Consider the code
__global__ void someFunc(){
for(unsigned int i = 0; i < 10000000; i++){
generateNextRandomNumber();
}
}
which skips some numbers (offset). generateNextRandomNumber() is device function that returns next random number and accordingly changes the state of the generator.
When I run this code in a single block with a single thread and measure the runtime, it takes no time to execute (I use cudaThreadSynchronise() after the kernel call). No matter how big the i is, it always runs in 0 ms.

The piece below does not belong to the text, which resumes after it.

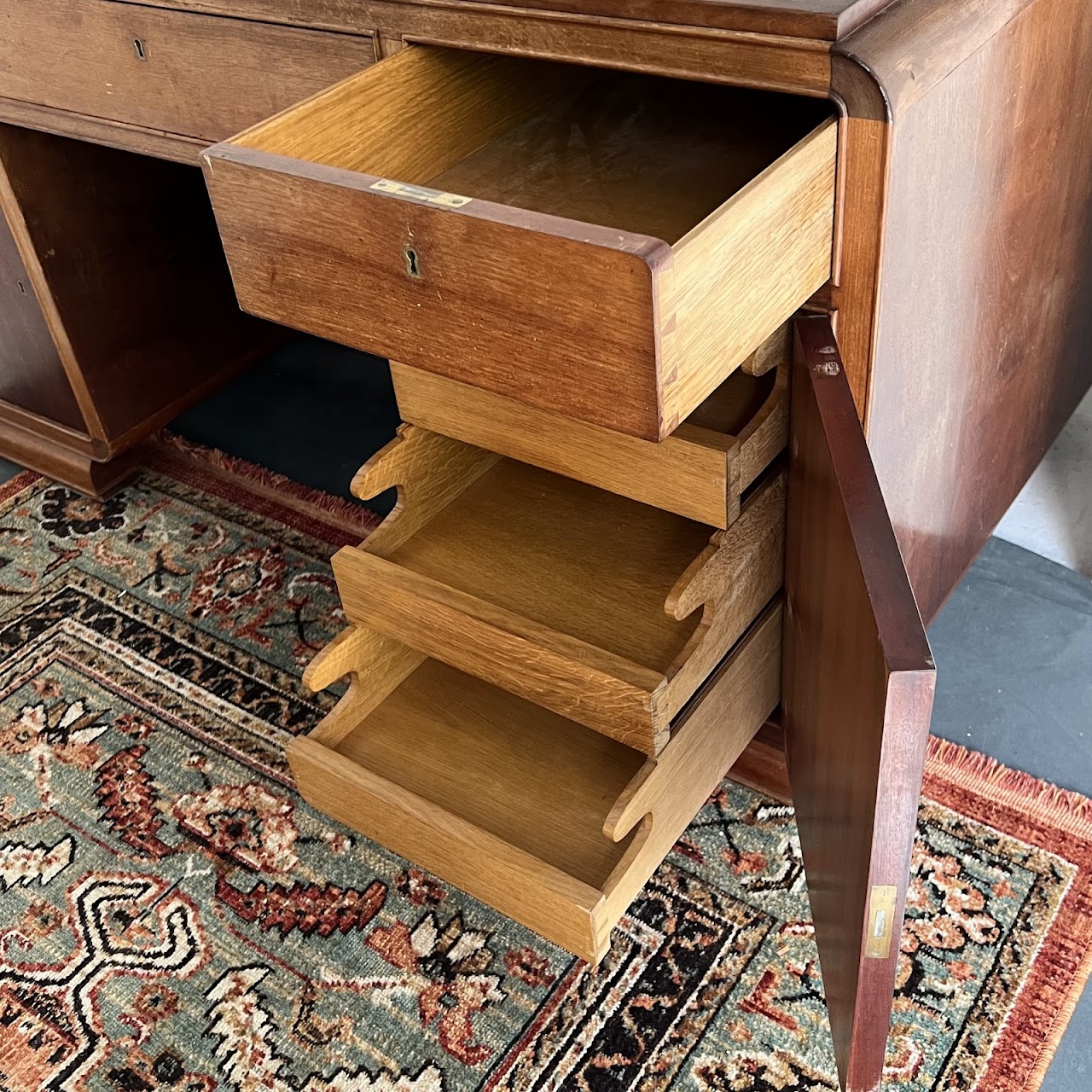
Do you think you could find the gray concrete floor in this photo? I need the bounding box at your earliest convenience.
[10,339,1092,1092]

I decided to check whether the compiler optimizes the code. I use CUDA build rule shipped with 2.3 SDK. I disabled optimization for both solution and .cu file that contains kernels (Properties → CUDA Build Rule v2.3.0 → General → Optimization set to Disabled (/Od)). After that built the project with preprocessed files kept and took a look at ptx file:
//-----------------------------------------------------------
// Options:
//-----------------------------------------------------------
// Target:ptx, ISA:sm_13, Endian:little, Pointer Size:64
// -O3 (Optimization level)
// -g0 (Debug level)
// -m2 (Report advisories)
//-----------------------------------------------------------
Down the file there was
.entry _Z22testMersenneOffsetTimev
{
.loc 2 179 0
$LBB1__Z22testMersenneOffsetTimev:
.loc 2 192 0
exit;
$LDWend__Z22testMersenneOffsetTimev:
} // _Z22testMersenneOffsetTimev
I don’t know how to read this assembly code but is seems to me that it’s hardly optimized External Image
Well, the same results I got passing -Xopencc -O0 and/or -Xptxas -O0 command line options.
Note that I used project clean/rebuild every time, and the ptx file was updated.
Note that my kernel is in kernels.cu and I looked into kernels.ptx file.
Note that changing GPU architecture from 1.3 to 1.2 actually had an effect on ptx file (ISA:sm_13 became ISA:sm_12).
Questions:
-
Am I doing something wrong, e.g. looking into the wrong file?
-
If not, how do I disable optimization?
Sorry for such a long reading External Image